Momenti bellissimi dentro la casa circondariale ce ne sono stati molti. Vedere un ragazzo del Centro Africa che non ha mai mangiato gli gnocchi e riesce a preparare degli gnocchi di patate fatti a regola d’arte, o un risotto alla milanese, è bellissimo. È una soddisfazione quando ti abbracciano e ti dicono grazie. Grazie di avermi insegnato qualcosa di importante, di avermi fatto passare un periodo bello. Vedi che iniziano a riprendere un po’ di fiducia in se stessi. Noi siamo una goccia nel mare, ma grazie alla direttrice, al comandante delle guardie, si è creato un gruppo coeso, anche con il contributo dell’ufficio formazione professionale della Provincia di Bolzano che finanzia le attività.

Il carcere non è sempre muri vecchi e abbandono, gli operatori fanno un lavoro straordinario. La sfida successiva? Seguire chi esce e non ha casa

Il carcere non è sempre muri vecchi e abbandono?

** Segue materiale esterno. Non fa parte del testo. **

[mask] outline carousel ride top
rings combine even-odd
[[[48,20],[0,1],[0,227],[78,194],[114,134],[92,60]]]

Tutt’altro. L’opinione pubblica pensa che perché un muro è rotto il detenuto venga trattato male. Non è così. La struttura è quello che è, ma in quell’edificio riuscire a fare quello che facciamo è un grande risultato. Grazie alla squadra che si è creata, alla direttrice Nuzzaci che fa di tutto e anche di più, e alla dottoressa Pacher della Provincia.

C’è una storia personale che l’ha colpita in particolare?

Io non posso, come gli altri operatori, tenere contatti con loro o mantenerli dopo, per un’esigenza di tutela. Posso solo dire che tanti ragazzi giovani una volta che escono dal cancello sono sulla strada. Quello sarebbe importante, anche se difficile. Lo step successivo rispetto a quanto già si fa, ovvero riuscire a seguire chi non ha un approdo, una casa. Il problema grande è sempre quello: tu che esci dal cancello, hai capito che hai sbagliato, ed è un riscatto, oppure pensi che hai sbagliato ma non hai altra via e pensi che sia più facile rifarlo? Questa è la sfida.